David wa Maahlamela is a PhD candidate at Rhodes University, and holds a master’s degree in crative writing (cum laude) from the same university. In 2012 he was one of the Mail & Guardian’s 200 Young South Africans. He is an award-winning author of three books and an editor of a poetry anthology. His literary work has appeared in more than 50 literary journals and anthologies. Among others, he has received the Musina Mayoral Excellence Award, the Herifest Prize for Poetry, the Maskew Miller Longman Literature Award, the South African Book Development Council Award, the Darlo Prize for Poetry and the PanSALB Multilingualism Award. He is a member of the board of the National Arts Council of South Africa (NAC), and the National English Literature Museum.

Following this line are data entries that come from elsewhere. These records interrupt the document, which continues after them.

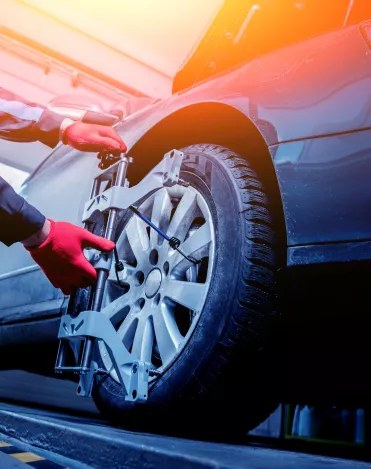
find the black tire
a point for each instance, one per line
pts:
(222, 383)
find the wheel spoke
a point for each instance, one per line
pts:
(196, 246)
(128, 328)
(188, 294)
(143, 340)
(183, 216)
(138, 237)
(167, 333)
(161, 212)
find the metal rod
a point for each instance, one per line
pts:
(61, 353)
(72, 368)
(87, 353)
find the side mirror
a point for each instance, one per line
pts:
(82, 108)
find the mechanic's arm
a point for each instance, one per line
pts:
(24, 121)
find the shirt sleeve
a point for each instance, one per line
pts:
(24, 121)
(18, 219)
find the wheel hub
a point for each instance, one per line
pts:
(153, 283)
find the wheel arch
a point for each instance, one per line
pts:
(220, 124)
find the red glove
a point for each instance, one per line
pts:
(92, 137)
(61, 256)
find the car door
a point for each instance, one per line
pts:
(58, 189)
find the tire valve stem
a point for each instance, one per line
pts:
(173, 242)
(119, 267)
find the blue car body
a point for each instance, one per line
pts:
(302, 114)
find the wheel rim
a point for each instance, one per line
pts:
(157, 310)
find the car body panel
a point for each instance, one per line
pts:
(325, 187)
(318, 87)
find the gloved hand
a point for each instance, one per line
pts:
(61, 256)
(92, 137)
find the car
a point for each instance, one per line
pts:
(272, 112)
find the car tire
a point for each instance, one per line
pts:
(223, 383)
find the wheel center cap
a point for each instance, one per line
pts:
(153, 282)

Tabitha Mulyampiti is a senior lecturer in women and gender studies at Makerere University in Kampala-Uganda. She holds a doctorate in political science from the University of Vienna, and a master’s degree in women studies from Makerere University. Besides teaching at various universities, she is an active researcher and consultant, specialising in social and political-economic analyses, including institutional development in support of programming. Her work has centred on gender analysis, the public sector, and national development planning, which she has conducted in Botswana, Lesotho, Namibia, South Africa, and Swaziland. She has also worked in the agriculture, education, health and energy sectors. She has helped to develop the girl-child strategies in the education sectors in Uganda and South Sudan; drafted a national gender policy for South Sudan; and drafted a gender and HIV strategy for Oxfam GB in the Southern African region.